A cataract is a cloudiness or opacification in the normally clear and transparent lens of the eye. When significant, this clouding interferes with the passage of light to the retina and blurs vision. Although cataracts generally occur in older adults, infants and children can also be affected. Some types of cataract appear at birth, while others become evident during childhood.
Cataracts present at birth are known as congenital cataracts. Possible causes of congenital cataract may include genetic factors, viral infection during pregnancy, or premature birth. Cataracts that develop during childhood are often the result of eye injury or a disease process involving other parts of the body. Other causes include abnormal lens growth or the late appearance of an inherited cataract. Early detection and treatment of cataracts are crucial in infants and young children for normal visual development to occur. Amblyopia, also known as "lazy eye," can develop if one or both eyes are deprived of clear vision.

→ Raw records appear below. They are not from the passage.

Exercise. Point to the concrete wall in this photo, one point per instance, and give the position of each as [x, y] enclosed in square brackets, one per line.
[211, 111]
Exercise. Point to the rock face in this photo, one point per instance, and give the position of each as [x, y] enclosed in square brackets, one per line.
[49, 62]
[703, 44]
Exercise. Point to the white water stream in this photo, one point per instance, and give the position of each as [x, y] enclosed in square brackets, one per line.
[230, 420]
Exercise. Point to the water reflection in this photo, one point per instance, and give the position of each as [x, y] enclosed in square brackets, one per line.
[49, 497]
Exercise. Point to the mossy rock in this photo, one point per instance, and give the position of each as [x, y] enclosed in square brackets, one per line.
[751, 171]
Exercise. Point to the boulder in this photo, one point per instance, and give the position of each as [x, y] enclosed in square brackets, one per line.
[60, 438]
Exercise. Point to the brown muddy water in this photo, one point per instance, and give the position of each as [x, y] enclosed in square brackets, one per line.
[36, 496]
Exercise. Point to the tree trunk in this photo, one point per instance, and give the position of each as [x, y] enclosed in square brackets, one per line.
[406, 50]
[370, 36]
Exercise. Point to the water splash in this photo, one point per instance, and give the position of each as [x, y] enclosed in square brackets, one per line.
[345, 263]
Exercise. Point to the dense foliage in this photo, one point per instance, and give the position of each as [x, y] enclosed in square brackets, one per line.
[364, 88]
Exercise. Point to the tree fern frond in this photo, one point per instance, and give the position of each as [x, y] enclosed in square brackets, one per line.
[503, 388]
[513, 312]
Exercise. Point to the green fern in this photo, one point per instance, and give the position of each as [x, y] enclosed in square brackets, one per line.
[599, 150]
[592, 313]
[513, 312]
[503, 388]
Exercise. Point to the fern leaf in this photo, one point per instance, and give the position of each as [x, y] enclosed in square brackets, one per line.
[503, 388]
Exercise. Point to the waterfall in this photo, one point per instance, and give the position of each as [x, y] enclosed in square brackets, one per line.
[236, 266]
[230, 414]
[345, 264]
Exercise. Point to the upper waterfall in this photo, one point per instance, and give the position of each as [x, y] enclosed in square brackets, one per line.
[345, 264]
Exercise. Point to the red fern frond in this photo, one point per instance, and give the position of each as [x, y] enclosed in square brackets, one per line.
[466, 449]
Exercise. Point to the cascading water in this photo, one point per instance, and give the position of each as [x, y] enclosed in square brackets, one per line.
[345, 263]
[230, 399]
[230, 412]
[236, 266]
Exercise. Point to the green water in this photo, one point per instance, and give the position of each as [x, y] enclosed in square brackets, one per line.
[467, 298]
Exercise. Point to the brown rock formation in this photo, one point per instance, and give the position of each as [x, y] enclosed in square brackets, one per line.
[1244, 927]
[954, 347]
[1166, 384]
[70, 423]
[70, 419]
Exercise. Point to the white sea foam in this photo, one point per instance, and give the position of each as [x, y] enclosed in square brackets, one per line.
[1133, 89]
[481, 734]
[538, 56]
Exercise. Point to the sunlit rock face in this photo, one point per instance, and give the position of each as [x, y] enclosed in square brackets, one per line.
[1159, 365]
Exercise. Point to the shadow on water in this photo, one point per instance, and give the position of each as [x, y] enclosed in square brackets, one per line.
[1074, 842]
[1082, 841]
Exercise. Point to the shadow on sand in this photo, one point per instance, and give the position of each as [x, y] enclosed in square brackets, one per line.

Eye pupil looks white, turning in and out of the eye
Amblyopia (lazy eye)
Small pediatric cataracts that do not interfere with vision may only require periodic observation to ensure that the eye continues to develop well. Cataracts that do interfere with vision may require treatment with eyeglasses, contact lenses, an eye patch or surgery, used alone or in combination. Pediatric cataracts that significantly obstruct vision require immediate surgery.